Sunday, February 13, 2011

The Fat of the Land

John Steinbeck, Of Mice and Men:
LENNIE: How long is it goin' be till we git that little place to live on the fat of the land?
GEORGE: I don't know. We gotta get a big stake together. I know a little place we can get cheap, but they ain't givin' it away. [CANDY turns slowly over and watches GEORGE.]
LENNIE: Tell about that place, George.
GEORGE: I jus' tole you. Jus' last night.
LENNIE: Go on, tell again.
GEORGE: Well, it's ten acres. Got a little windmill. Got a little shack on it and a chicken run. Got a kitchen orchard. Cherries, apples, peaches, 'cots and nuts. Got a few berries. There's a place for alfalfa and plenty of water to flood it. There's a pig pen....
LENNIE [breaking in]: And rabbits, George?
GEORGE: I could easy build a few hutches. And you could feed alfalfa to them rabbits.
LENNIE: Damn right I could. [Excitedly.] You goddamn right I could.
GEORGE [his voice growing warmer]: And we could have a few pigs. I'd build a smokehouse. And when we kill a pig we could smoke the hams. When the salmon run up the river we can catch a hundred of 'em. Every Sunday we'd kill a chicken or rabbit. Mebbe we'll have a cow or a goat. And the cream is so goddamn thick you got to cut it off the pan with a knife.

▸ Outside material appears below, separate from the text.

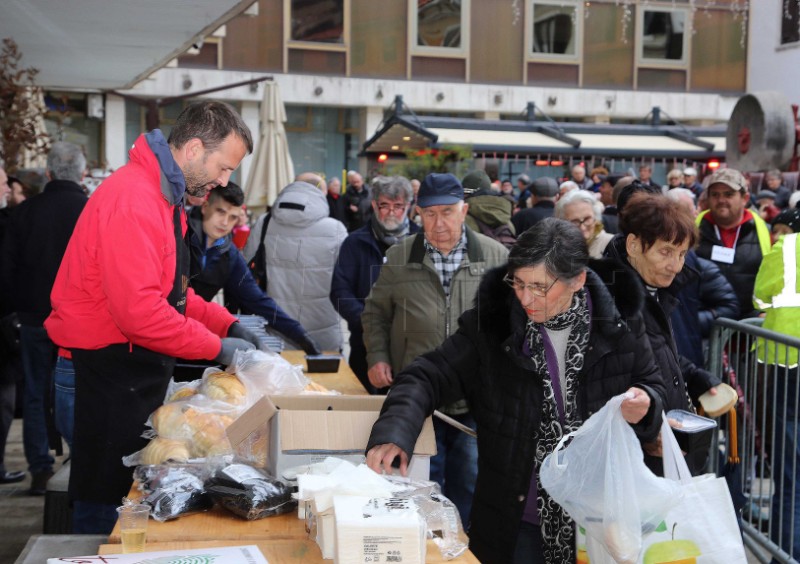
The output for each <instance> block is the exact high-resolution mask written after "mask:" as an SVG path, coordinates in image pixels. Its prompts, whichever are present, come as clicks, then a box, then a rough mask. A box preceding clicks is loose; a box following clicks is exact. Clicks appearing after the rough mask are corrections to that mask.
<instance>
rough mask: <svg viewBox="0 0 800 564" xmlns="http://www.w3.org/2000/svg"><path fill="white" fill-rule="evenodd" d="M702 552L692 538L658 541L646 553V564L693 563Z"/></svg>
mask: <svg viewBox="0 0 800 564" xmlns="http://www.w3.org/2000/svg"><path fill="white" fill-rule="evenodd" d="M700 554H702V553H701V552H700V549H699V548H698V547H697V545H696V544H695V543H693V542H692V541H690V540H670V541H663V542H657V543H655V544H652V545H650V548H648V549H647V551H646V552H645V553H644V564H671V563H681V564H693V563H694V562H697V560H696V557H697V556H700Z"/></svg>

LENNIE [watching him with wide eyes, softly]: We can live off the fat of the land.
GEORGE: Sure. All kinds of vegetables in the garden and if we want a little whiskey we can sell some eggs or somethin'. And we wouldn't sleep in no bunkhouse. Nobody could can us in the middle of a job.
LENNIE [begging]: Tell about the house, George.
GEORGE: Sure. We'd have a little house. And a room to ourselves. And it ain't enough land so we'd have to work too hard. Mebbe six, seven hours a day only. We wouldn't have to buck no barley eleven hours a day. And when we put in a crop, why we'd be there to take that crop up. We'd know what come of our planting.